Sherlock Holmes – The Valley of Fear, Bath Theatre Royal and touring

THE punchline of the old joke about the local yokels’ reply to a passing motorist asking for directions: “I wouldn’t start from here in the first place”, in some ways fits this adaptation of Sir Arthur Conan Doyle’s story. The story takes us back and forth from late 19th century Pennsylvanian coal fields and the battle between the Irish American secret society The Molly Maguires and the Pinkerton Detective agency, and murder in an English country house. It is a complex one, not easy to tell, even in two and a half hours.

In the adaption by Nick Lane, who also directs the production, there are 20 different characters. The decision to create them via just five actors not only places a heavy burden on the cast, which they readily accept, but also on the imagination and concentration of the audience which, judging from interval and after final curtain call remarks, they were not always able to fully accept.

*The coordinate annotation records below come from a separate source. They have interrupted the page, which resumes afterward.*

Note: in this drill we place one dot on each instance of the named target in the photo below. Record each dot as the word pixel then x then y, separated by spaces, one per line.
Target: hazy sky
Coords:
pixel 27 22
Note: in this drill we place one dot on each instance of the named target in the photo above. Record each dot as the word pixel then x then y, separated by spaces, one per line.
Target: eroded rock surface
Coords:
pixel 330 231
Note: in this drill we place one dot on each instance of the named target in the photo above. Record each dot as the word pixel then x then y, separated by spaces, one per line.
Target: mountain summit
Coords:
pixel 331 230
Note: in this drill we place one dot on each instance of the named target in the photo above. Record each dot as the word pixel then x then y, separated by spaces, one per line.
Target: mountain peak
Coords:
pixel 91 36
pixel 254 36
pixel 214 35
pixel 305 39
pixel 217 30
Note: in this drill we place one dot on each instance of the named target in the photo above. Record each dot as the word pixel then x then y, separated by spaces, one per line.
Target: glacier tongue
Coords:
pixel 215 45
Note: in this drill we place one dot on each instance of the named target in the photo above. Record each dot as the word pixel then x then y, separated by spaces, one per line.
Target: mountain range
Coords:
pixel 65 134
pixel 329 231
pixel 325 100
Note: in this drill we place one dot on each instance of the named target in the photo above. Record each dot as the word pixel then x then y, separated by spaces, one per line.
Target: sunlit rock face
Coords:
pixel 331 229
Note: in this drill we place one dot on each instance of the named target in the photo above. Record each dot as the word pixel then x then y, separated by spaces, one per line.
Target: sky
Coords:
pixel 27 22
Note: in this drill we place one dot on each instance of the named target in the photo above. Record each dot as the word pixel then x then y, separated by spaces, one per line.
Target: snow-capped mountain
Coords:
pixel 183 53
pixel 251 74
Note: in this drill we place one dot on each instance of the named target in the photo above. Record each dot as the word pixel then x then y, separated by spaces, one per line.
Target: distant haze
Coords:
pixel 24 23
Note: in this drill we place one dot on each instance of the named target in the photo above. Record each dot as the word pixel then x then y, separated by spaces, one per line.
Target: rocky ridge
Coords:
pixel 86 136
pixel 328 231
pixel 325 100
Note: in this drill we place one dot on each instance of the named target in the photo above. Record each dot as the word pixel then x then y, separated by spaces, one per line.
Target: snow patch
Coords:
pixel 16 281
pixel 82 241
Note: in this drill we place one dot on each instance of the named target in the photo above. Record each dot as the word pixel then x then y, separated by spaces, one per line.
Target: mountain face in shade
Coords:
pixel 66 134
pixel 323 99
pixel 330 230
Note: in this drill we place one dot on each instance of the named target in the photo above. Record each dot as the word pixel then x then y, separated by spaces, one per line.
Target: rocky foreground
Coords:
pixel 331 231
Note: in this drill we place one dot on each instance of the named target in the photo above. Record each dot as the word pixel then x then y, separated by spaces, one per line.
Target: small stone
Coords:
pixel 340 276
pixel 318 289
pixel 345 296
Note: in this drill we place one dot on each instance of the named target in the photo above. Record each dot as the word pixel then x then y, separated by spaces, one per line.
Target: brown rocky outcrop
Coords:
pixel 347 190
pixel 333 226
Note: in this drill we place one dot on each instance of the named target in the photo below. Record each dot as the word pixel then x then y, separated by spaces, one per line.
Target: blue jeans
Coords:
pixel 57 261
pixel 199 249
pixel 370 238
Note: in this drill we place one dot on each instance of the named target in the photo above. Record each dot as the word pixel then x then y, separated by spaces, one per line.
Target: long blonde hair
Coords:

The adaptation also relied heavily on quite a few lengthy discourses on his thought processes from Bobby Bradley as Sherlock Holmes, which despite being delivered absolutely in character, were not always attention grabbing, as well asinjections of narration from Joseph Derrington’s expertly crafted Dr Watson.

The swift set move of time and place, performed on the run by the cast, kept the action moving apace, but the combined set and lighting designs of Victoria Spearing and Oliver Welsh did not readily create a distinctive atmosphere that told us the action had moved to or from England and America.

And with due respect to a talented cast, who switched characters with dexterity, it took the audience a little time to acclimatise themselves visually and dramatically to Bobby Bradley becoming a violent member of the Molly Maguires, Joseph Derrington, the society’s cringing accountant, and Blake Kubena, Gavin Molloy, and Alice Osmanski, hoovering up the remaining 15 characters.

The challenges facing Messrs Kubena, Molloy and Osmanski in creating their many characters pale into insignificance when you look at the actors Bobby Bradley and Joseph Derrington have to follow.

There have been dozens of adaptations of Conan Doyle’s Sherlock Holmes’stories with three outstanding actors who have created the character on stage and screen, each leaving an indelible mark. American William Gillette not only portrayed Holmes for many years on stage, but also in the first truly successful screen version in 1916. It was he who popularised the image of the deerstalker hat and curled pipe. Basil Rathbone with Nigel Bruce’s wonderful bumbling Dr Watson together survived a series of poor Hollywood interpretations, and Jeremy Brett, with first David Burke and later Edward Hardwicke as Watson, gave a definitive portrayal in the ten-year TV series.

This adaptation does not isolate Holmes enough to make it easy to create the solitary, aloof figure with just a hint of vulnerability, but he captured the cool air of a man so engrossed in his own thoughts that he does not realise how he is pushing friends away. The image was greatly enhanced by Joseph Derrington’s thoughtful portrait of Dr Watson. The sincerity on view when he thought he was being cast aside by Holmes made him a very likeable real person.

It is not the best known or most popular of the Sherlock Holmes stories so Blackeyed Theatre took a bit of a flyer choosing to adapt The Valley of Fear, but it gives audiences a rare opportunity to see this Conan Doyle story on stage.